Increased construction activity continues in Wales as national workload reaches 20 year high

Sharp rise in private housing and private commercial activity pushes up National workloads at fastest rate since 1994

A sharp rise in private housing and private commercial activity pushes up National workloads at fastest rate since 1994 while momentum in Wales remains high.

Private housing and private commercial construction activity fuelled a record workload in Q3 2014, according to the RICS UK Construction Market Survey – the highest recorded since 1994. 

In Wales, construction activity in private housing, private commercial and private industrial remain high despite the skills shortage and 39% more chartered surveyors are reporting a rise in activity (up from a net balance of 35% in August). In the region 48% of respondents cited a lack of quantity surveyors, while 41% cited a shortage of other construction professionals and 47% citing a shortage of blue collar workers.

The private housing sector grew robustly across all parts of the UK, with the London and the South East regions seeing the strongest growth. Throughout Wales a net balance of 52% more surveyors reported an increase in activity in the private housing sector, up 10% on Q2. In the private commercial sector, workloads also increased in Wales on the August figures, with a net balance of 48% more chartered surveyors reporting an increase in activity. 

However, while still positive, workloads in infrastructure saw much more balanced growth across Wales with 28% more chartered surveyors seeing activity levels rise. 

Across the whole of the UK, the main factors which were found to be limiting building activity were a shortage of labour, followed by access to finance and a shortage of materials (both a net balance of 58%). Significantly, demand for bricklayers increased strongly on the previous quarter, with 71% of respondents now saying that this is an issue (compared to 59% in Q2 2014). Planning and regulation factors were the fourth highest limiting factors (a net balance of 51%).

However, despite these concerns, the strength and breadth of the growth that is being reported is promising and feeding expectations for further growth over the coming year. As a result, 74% more respondents in the region expect workload to increase over the next 12 months, 56% more surveyors expect to see profits increase, rather than decrease, and 61% more respondents expect to take on more people in response to the rising workloads. 

Neil Brierley FRICS, Chairman of RICS Wales and Director, Head of Operations (Wales and South West) at Faithful+Gould commented: “The Construction activity figures in Wales are very encouraging. It is particularly pleasing that both housing and the commercial sectors are showing sustained growth, given the scale of the sectors importance to the Welsh Economy. 

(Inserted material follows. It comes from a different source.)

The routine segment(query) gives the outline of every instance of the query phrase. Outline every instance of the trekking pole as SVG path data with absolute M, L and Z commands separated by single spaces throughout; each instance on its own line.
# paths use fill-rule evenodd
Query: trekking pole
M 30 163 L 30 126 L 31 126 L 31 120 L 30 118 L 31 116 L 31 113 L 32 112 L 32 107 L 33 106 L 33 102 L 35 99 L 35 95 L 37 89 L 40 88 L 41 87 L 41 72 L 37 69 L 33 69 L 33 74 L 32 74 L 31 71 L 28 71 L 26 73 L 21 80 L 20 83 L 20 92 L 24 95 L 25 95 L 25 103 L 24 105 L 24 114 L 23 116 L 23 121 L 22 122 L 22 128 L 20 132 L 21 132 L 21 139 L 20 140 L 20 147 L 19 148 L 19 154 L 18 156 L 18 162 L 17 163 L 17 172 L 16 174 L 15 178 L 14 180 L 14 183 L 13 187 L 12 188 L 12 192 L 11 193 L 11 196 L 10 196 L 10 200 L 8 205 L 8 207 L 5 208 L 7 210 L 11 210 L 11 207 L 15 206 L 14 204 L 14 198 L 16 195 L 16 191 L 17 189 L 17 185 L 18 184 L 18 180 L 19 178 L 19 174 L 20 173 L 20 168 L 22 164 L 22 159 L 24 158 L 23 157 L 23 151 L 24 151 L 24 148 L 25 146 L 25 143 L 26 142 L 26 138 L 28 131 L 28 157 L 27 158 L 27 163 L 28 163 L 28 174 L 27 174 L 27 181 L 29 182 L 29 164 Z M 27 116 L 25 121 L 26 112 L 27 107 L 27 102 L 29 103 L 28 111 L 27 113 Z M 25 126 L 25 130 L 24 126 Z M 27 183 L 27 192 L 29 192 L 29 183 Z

“In Wales we need the Welsh Government to continue being supportive in enabling the construction industry to grow and allow us to build on the strong recovery that is happening. That is why we welcome the initiative to allow Welsh Government to be approached directly for decisions on major projects, and above all the focus on long term Infrastructure needs through the Wales Infrastructure Investment plan. This pipeline is vital not only for addressing the Infrastructure needs of Wales, but also smoothing out at least in part, the skills shortages caused by market peaks and troughs as shown in these figures.

“As an industry we need to respond by increasing investment in training and development of the workforce at all levels and finding ways to encourage new entrants into construction, property and infrastructure sectors.”

Commentating on the data, Alan Muse, RICS Director of Built Environment, said: “Unprecedented housing demand, the bounce back from a very deep recession and government’s commitment to invest £36 billion in over 200 infrastructure projects is driving much-needed confidence across the industry, translating into UK workloads sentiment now standing at its highest level in two decades. 

Of course factors impacting construction activity, such as skill shortages and material shortages, must be addressed if we are to avoid capacity constraints and promote productivity and efficiency in the workplace, but it is equally important that the underlying framework for effective planning and delivery of projects is in place to ensure long-term construction growth that is evenly spread across the UK.

UK Government must now ensure it builds on these foundations of confidence with the mechanisms to get house building and infrastructure projects out of the pipeline and into the ground. RICS believes a National Infrastructure Delivery Plan and enforced local planning are among the measures it recommends to make this happen.”